Concerning **"token class"** — it is a shorthand for **"lexical token class"**.
And actually, token class, token type, token category, token name (in the famous Dragon book) — all of them refers to the same thing, that I have called *lexeme kind* above.
### Qualification of the tokens in Forth
We need to name the entity that qualifies a token.
We can call it "token class" (but without referring to "token class" in lexers). Initially I [called](https://groups.google.com/forum/message/raw?msg=comp.lang.forth/8orqw1vjTOY/wMskqvDWCAAJ) this entity "token type". But then I realized that "token descriptor" is far better.
This entity can be created in run time, and it describes how to translate a token, — it is not an abstraction, it is an actual object (and the identifier of this object). So "create descriptor" shorthand sounds better than "create class" or "create type" (that look as more abstract things).
Only when we find names for the terms (in the human language, in the language of the standard ), we can find good names for words.
,------------------------------------------
| 2020-09-05 23:06:38 ruv replies:
| proposal - An alternative to the RECOGNIZER proposal
| see: https://forth-standard.org/proposals/an-alternative-to-the-recognizer-proposal#reply-495
`------------------------------------------
1\. "recognizer" term is used in another meaning and its definition is not provided.
By my terminology, a Forth definition `( i*x c-addr u mode -- j*x true | i*x false )` tries to translate the lexeme _( c-addr u )_ according to the _mode_.
I like the idea of translators.
2\. Ambiguous conditions
This approach introduces a very big and ugly ambiguous condition: if a program uses a word with the "[recognize]" name for its own purposes, it may crash.

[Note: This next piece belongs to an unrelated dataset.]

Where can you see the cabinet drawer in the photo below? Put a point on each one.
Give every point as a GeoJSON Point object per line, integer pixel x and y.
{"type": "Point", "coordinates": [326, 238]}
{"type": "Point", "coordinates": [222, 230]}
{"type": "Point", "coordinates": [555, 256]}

Forth didn't have reserved names. But now some particular names cannot be used by a program.
A similar approach is used in SP-Forth. There is a magic name "NOTFOUND".
3\. Low reusing factor
What a program should use to recognize a number? How to create a user-defined Forth text interpreter? How to reuse the system's Forth text interpreter?
This approach doesn't make these things simple.
4\. Too limited area of use cases.
E.g. a recognizer for `'X` form cannot be defined to recognize X in any currently available form (e.g. `wordlist::word` form).